La liste des différences gestuelles est encore
longue. Demander à une voiture de s'arrêter. Dessiner dans les airs un toit
pointu pour désigner une maison alors que toutes celles qui nous entourent
n'ont que des toits plats. Le geste « viens par ici » pour nous et
qui veut simplement dire « salut » pour d'autres. Le hochement de tête
indien, un intermédiaire entre notre oui et notre non que l'on ne sait pas où
classer... Pour illustrer à quel point le langage des mains est propre au pays
et à sa culture, prenons le thé. Autant de pays traversés, autant de manières
de le mimer. En Suisse, selon le langage des malentendants, on mime le trempage
du sachet dans la tasse pour dire « thé ». En Turquie, il faut
tourner vivement la cuillère comme pour mélanger l'amas de sucre au fond du
petit verre transparent. En Iran, il ne se dit pas car on ne parle que très peu
avec les mains. En Inde, on fait semblant de mener à sa bouche une soucoupe
puisque celle-ci a détrôné la tasse en guise de récipient.
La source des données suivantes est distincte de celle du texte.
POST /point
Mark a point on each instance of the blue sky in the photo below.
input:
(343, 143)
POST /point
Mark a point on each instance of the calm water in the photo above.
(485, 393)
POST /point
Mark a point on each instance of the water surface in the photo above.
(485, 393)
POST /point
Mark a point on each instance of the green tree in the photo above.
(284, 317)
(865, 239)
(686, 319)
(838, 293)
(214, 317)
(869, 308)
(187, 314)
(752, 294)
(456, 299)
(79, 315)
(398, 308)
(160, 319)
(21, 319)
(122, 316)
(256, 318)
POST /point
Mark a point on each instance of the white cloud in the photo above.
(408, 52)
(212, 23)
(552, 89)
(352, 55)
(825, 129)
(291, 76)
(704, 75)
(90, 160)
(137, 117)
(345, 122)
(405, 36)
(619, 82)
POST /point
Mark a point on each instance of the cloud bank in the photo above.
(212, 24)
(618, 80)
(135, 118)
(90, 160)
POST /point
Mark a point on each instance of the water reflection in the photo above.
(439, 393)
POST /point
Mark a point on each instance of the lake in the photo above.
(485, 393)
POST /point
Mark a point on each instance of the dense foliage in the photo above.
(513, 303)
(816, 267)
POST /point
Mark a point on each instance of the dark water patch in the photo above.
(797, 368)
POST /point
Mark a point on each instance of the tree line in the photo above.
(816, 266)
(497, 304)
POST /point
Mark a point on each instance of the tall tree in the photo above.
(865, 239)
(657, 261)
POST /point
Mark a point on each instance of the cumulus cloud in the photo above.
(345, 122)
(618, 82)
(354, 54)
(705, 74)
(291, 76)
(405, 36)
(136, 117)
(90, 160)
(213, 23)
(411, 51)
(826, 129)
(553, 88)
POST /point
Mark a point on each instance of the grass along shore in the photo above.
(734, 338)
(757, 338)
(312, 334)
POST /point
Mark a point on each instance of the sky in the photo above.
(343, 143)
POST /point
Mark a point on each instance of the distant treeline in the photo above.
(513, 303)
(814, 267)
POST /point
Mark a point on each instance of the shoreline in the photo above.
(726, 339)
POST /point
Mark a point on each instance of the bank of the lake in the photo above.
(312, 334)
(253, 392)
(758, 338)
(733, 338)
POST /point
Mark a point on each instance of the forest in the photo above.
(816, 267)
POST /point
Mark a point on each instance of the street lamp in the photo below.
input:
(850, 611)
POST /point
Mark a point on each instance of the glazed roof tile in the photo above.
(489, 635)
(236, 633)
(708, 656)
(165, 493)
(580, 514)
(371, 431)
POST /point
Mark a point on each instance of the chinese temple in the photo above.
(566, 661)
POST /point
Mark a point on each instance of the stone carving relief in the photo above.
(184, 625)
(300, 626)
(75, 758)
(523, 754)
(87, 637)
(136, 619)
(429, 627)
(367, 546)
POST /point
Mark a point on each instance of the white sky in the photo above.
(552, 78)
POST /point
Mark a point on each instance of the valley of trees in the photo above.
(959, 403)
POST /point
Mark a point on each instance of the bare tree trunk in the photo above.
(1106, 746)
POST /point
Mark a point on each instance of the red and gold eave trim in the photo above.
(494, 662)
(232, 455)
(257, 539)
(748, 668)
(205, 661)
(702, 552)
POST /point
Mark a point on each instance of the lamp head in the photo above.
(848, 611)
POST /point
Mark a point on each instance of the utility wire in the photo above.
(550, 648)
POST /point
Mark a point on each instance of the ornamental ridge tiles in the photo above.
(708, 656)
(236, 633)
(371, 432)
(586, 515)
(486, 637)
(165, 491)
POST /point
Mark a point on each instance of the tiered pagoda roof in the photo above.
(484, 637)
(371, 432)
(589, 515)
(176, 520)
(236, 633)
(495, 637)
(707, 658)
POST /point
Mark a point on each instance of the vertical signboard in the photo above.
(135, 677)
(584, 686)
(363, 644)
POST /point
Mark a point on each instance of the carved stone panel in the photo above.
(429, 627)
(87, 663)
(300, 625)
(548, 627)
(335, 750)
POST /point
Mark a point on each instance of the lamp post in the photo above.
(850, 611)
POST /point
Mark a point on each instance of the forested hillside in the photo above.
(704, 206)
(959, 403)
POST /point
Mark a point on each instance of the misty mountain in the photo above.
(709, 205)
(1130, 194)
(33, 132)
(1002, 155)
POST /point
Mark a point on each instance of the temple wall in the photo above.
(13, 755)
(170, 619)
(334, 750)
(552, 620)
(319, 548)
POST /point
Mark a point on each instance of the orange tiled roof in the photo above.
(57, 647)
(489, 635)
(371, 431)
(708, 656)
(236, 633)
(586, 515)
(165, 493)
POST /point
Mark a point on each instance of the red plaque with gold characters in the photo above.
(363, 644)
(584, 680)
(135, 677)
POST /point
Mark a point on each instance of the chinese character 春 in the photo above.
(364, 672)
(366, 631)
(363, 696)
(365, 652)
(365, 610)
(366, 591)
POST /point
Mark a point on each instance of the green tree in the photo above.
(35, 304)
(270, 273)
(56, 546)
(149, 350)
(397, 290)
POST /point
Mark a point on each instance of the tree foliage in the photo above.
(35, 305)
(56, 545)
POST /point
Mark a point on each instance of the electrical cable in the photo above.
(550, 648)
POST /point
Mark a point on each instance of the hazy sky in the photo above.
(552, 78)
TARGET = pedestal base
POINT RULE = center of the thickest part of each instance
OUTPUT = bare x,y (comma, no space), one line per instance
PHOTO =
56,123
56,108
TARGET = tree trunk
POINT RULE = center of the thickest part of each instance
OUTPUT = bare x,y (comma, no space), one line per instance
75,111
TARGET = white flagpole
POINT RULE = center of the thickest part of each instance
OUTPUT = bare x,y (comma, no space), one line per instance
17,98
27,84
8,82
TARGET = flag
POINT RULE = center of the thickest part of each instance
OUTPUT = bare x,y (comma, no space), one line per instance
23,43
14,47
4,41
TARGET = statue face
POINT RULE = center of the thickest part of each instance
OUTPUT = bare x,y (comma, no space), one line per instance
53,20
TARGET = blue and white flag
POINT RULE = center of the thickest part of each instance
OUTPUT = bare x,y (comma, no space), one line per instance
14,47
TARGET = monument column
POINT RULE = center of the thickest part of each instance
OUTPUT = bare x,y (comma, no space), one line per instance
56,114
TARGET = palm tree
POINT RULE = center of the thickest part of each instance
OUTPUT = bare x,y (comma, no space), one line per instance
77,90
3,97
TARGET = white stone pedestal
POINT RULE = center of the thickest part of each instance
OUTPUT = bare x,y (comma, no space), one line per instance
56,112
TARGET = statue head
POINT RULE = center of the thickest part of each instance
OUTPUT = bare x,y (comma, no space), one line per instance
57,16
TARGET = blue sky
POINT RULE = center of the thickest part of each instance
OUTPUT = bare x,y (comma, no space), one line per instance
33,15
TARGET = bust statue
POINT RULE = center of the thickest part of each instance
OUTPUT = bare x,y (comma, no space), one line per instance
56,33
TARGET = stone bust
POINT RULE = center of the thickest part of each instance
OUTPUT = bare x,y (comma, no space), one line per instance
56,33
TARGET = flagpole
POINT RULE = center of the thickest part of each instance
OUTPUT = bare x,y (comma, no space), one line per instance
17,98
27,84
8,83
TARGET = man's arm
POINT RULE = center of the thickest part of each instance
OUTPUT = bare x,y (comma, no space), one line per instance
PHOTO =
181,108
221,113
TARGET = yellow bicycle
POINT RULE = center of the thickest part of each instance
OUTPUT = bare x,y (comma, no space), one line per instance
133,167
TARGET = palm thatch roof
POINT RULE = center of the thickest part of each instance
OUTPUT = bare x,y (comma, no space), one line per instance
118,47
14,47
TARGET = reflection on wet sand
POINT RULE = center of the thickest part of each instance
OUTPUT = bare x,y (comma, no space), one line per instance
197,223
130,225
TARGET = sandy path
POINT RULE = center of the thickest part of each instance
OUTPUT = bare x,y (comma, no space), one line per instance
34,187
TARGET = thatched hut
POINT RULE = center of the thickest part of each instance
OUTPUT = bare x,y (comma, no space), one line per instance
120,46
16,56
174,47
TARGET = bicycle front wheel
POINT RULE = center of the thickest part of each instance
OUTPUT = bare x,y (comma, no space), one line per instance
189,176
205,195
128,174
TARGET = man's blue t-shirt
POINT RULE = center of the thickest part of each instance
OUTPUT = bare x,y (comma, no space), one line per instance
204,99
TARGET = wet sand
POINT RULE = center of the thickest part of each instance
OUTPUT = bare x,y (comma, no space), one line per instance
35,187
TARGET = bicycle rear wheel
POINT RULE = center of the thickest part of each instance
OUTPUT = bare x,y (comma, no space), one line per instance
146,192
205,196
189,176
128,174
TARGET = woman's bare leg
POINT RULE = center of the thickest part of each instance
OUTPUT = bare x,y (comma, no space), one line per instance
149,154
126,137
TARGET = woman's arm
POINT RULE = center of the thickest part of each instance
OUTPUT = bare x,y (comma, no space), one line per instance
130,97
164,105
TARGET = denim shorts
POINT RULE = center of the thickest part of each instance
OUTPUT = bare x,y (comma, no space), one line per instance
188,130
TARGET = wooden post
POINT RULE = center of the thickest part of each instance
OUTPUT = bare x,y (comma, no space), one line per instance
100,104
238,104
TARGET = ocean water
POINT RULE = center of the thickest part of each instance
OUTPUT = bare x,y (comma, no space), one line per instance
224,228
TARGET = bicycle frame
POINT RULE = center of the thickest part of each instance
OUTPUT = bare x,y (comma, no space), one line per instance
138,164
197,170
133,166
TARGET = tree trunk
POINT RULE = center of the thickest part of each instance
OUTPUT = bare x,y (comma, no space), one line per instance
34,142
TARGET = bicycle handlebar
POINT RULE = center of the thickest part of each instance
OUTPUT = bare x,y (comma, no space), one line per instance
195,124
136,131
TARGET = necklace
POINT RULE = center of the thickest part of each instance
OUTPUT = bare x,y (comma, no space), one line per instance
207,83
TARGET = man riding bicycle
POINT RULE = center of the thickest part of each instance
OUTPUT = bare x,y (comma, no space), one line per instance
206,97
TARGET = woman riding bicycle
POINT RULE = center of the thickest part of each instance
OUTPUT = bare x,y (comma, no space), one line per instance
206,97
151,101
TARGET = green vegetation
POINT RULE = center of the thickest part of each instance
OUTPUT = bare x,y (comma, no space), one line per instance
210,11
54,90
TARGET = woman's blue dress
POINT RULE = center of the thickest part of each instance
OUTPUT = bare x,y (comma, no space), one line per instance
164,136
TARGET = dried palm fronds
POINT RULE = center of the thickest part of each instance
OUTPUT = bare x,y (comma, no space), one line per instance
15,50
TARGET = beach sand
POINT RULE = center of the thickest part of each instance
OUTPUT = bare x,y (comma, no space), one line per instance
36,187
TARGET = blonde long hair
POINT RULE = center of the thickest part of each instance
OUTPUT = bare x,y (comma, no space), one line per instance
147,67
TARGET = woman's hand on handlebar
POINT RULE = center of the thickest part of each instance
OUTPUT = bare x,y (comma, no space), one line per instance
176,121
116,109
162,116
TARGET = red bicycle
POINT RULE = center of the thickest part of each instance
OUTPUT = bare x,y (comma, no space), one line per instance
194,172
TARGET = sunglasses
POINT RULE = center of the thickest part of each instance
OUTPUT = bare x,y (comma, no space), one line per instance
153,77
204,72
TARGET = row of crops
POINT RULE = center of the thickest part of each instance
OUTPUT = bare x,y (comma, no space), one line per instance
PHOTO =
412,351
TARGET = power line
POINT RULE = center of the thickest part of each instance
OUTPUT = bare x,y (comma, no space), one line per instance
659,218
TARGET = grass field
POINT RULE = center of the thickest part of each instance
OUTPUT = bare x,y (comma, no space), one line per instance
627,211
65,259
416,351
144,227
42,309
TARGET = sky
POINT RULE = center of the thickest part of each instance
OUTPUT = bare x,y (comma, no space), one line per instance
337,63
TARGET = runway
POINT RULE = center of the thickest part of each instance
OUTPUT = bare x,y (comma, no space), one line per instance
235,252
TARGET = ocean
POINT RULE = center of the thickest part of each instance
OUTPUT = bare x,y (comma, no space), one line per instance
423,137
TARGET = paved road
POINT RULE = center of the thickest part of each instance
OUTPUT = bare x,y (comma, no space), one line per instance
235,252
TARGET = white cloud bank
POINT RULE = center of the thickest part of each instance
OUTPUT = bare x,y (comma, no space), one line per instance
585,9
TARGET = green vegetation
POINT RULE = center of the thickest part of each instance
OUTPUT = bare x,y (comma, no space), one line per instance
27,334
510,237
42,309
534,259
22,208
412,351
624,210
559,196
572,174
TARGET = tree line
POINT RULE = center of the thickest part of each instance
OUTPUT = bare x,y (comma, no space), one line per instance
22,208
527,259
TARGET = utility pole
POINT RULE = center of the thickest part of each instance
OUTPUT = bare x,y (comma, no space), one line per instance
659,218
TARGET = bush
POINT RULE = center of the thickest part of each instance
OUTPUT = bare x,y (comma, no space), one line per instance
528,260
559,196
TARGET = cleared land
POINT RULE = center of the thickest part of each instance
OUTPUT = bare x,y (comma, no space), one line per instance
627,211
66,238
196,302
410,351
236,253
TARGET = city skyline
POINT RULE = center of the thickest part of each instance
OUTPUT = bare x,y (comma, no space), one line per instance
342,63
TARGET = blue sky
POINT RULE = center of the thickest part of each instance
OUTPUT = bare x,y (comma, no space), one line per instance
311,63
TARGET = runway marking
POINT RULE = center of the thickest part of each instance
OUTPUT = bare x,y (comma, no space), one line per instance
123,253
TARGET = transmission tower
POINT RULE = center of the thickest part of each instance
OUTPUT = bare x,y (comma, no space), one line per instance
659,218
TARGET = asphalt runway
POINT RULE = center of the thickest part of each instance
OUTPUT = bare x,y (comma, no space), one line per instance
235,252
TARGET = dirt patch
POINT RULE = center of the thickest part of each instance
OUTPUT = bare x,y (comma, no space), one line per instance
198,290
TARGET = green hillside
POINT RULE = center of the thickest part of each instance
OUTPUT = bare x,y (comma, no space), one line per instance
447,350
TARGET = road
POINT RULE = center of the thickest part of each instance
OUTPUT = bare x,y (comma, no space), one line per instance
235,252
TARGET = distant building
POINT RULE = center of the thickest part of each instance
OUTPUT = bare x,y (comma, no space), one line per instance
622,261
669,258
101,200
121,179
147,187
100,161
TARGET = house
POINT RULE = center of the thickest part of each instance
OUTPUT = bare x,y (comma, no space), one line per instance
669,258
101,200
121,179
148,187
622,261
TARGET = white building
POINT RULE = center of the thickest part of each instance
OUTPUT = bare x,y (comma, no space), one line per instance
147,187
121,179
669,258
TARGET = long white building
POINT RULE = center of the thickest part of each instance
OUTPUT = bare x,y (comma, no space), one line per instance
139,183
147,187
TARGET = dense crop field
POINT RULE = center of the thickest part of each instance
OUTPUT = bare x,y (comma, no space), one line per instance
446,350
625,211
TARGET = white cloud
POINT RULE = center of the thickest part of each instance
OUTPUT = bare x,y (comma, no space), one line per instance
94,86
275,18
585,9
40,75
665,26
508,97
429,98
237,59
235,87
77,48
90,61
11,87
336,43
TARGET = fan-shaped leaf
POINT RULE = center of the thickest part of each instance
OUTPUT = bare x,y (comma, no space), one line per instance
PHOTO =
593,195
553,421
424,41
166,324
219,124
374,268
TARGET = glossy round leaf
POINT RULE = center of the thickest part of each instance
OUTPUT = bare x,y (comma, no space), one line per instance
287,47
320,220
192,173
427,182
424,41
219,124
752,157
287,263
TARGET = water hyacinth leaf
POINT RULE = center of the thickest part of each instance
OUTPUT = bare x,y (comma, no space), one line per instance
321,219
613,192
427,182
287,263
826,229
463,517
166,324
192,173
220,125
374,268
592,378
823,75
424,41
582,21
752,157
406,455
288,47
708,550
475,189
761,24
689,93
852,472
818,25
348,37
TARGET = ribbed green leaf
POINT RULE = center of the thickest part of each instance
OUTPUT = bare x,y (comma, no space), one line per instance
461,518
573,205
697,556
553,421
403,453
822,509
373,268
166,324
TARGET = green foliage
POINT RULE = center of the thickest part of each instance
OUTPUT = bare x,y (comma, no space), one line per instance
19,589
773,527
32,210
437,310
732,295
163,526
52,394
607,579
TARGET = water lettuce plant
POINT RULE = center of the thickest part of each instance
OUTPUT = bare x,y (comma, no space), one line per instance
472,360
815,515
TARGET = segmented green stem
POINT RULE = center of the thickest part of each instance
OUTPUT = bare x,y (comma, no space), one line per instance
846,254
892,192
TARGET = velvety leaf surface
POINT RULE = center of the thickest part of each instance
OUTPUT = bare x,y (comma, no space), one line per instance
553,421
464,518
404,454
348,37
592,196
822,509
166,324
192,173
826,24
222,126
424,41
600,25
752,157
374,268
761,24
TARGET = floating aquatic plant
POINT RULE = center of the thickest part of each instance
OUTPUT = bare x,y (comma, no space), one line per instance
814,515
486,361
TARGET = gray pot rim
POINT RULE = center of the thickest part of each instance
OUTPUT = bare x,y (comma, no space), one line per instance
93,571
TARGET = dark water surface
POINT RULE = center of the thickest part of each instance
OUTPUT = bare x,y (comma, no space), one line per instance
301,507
Lorsque le langage des mains fait défaut, il
nous reste encore les expressions faciales. Enfin, c'était vrai avant d'arriver
en Inde. Ici, nous avons beau contorsionner nos frimousses pour exprimer la colère,
l'énervement, la fatigue, la surprise... nos interlocuteurs nous regardent, émerveillés,
sourire jusqu'aux oreilles ! Alors on vient à court d'idées... et on continue à
pédaler.
Autre moyen de communication, le dessin ou les
images. Nous avions reçu, avant de partir, un petit carnet rempli de photos, spécialement conçu pour
dialoguer. La question que je m'étais alors posée était : « Jusqu'où
ce langage visuel sera-t-il partagé ? » En Iran, notre première
adaptation fut requise : découper soigneusement la jolie femme de la rubrique
camping, en monokini sous la douche. Ensuite il faut réussir à faire comprendre
à notre interlocuteur que non, ceci n'est pas mon album de famille. Cela étant,
ce petit livret nous a permis de jolis moments d'échanges : le paysan iranien
qui passe en revue toutes les images et nous en apprend les mots en farsi, les
heures passées à comparer avec des Turcs quels produits alimentaires l'on a en
Suisse et lesquels on trouve dans leur pays, un garde-tunnel arménien qui
recherche les mots qui lui manquent pour compléter son discours...
Alors le langage universel... nous ne l'avons
pas encore trouvé. Si ce n'est qu'un sourire demeure partout un sourire. AG 13.02.13
Toujours beaucoup de plaisir à lire vos textes à tous deux, pleins de bon sens, de finesse et d'humour.